Which outperforms similar music models.

The pace is accelerating and even better ones are coming with far greater cohesion and... stuff. Will be quite the year for music.

emadm
0 replies
2h29m

Particularly interesting with the scaled up version of https://www.text-description-to-speech.com

Do try https://www.stableaudio.com for rights licensed model you can use commercially.

ecmascript
1 replies
9h39m

Just a few days ago I was down voted for stating AI will be better in creating music than human would be: https://news.ycombinator.com/item?id=39273380#39273532

Now this is released and now I feel I got grist to my mill.

Sure it still kind of sucks, but it's very impressive for a _demo_. Remember that this tech is very much in it's infancy and it's very impressive already.

larschdk
0 replies
4h56m

I don't find this music to be good in any way. It sounds interesting over a few notes, but then completely fails to find any kind of progression that goes anywhere interesting, never iterating on the theme, never teasing you with subtle or surprising variation over a core theme, no built-ups or clear resolution. Very annoying to actually listen to.

Jeff_Brown
1 replies
5h12m

Music without changes is boring. I enjoyed the much less stable results of OpenAI's JuleBox (2021?) more than any music AI to come since. Their sound quality is better but they only seem to produce one monotonous texture at a time.

coldcode
0 replies
4h13m

As a musician, I found the pieces unremarkable. Of course, a lot of contemporary music is forgettable as well, as people try to create songs that all sound like hits but, in doing so, create uninteresting songs. I wonder what music the model is based on. I suppose for game music/sounds, perhaps its good enough?

zdimension
0 replies
5h34m

The few examples I was able to play are very promising, unfortunately the host seems to be getting some sort of HN-hug, because all the audio files are buffering every other second -- they seem to throttle at 32 KiB/s.

webprofusion
0 replies
9h33m

Music is perfect for AI generation using trained models, because artists have been copying each other for at least the past 100 years and having a computer do it for you is only notionally different.
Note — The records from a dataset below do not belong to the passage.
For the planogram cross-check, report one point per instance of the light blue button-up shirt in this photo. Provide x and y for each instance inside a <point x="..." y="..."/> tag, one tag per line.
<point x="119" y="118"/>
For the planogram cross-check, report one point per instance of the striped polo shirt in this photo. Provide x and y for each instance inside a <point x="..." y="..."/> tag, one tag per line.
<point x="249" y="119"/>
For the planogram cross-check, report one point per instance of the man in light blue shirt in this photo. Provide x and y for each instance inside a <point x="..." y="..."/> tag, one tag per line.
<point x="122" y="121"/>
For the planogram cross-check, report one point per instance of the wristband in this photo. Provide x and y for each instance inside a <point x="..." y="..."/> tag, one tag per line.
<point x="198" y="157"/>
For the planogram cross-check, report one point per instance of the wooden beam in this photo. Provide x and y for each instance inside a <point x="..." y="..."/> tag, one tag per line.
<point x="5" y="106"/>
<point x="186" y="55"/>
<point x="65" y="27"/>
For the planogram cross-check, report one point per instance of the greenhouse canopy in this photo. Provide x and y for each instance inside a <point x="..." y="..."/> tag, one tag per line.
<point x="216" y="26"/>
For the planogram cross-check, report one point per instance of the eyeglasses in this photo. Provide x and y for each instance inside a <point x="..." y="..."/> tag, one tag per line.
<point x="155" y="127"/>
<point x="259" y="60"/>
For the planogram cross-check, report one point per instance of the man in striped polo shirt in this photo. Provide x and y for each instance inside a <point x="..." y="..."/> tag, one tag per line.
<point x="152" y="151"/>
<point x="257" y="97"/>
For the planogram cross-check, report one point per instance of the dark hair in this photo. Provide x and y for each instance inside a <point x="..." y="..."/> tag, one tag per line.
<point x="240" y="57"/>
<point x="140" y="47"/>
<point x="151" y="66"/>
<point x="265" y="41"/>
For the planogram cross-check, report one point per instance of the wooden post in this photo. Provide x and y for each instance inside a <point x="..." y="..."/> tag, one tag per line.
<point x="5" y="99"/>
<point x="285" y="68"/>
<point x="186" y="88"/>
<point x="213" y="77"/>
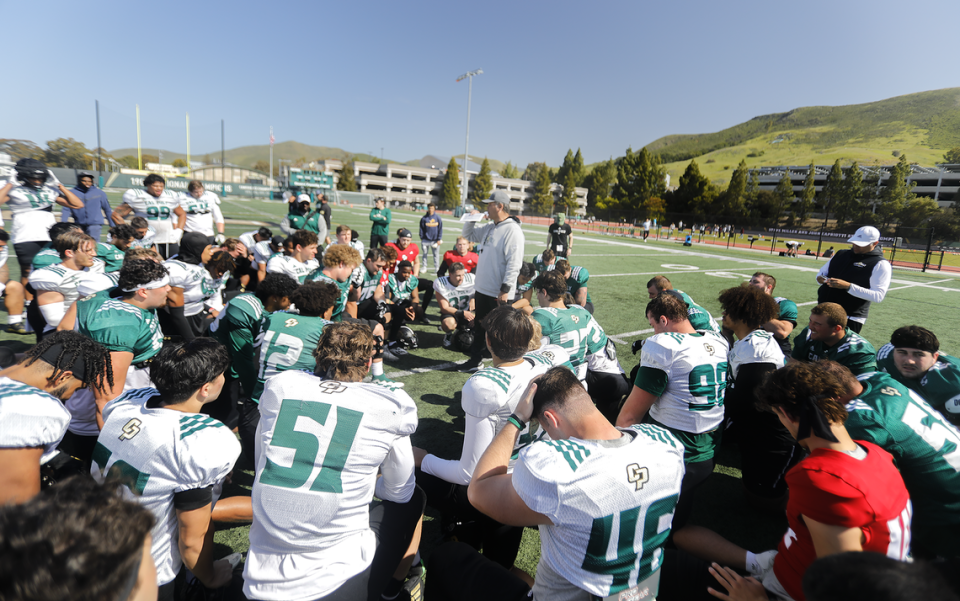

Sure a computer can never truly know your pain, but it can copy someone else's.

seydor
0 replies
6h50m

Trying to describe music with words is awkward! We need a model that is trained on dance

nprateem
0 replies
1h51m

The problem with music generation is difficulty in editing. Photos and text can be easily edited, but music can't be. Either the piece needs to be MIDI, with relevant parameterisation of instruments, or a UI creating that allows segments of the audio to be reworked like in-painting.

kleiba
0 replies
8h15m

My son suggested to play "Calm meditation music to play in a spa lobby" and "Drum solo" at the same time - sounds pretty good, actually...

andbberger
0 replies
13h11m

wake me up when it can write a fugue

TrackerFF
0 replies
7h14m

Now, if they can also generate MIDI-tracks to accompany - that'd be great.

That would add some much-needed levels of customization.

3cats-in-a-coat
0 replies
3h51m

The reconstruction demo is in effect an audio compression codec. And I bet it makes existing audio codecs look like absolute toys.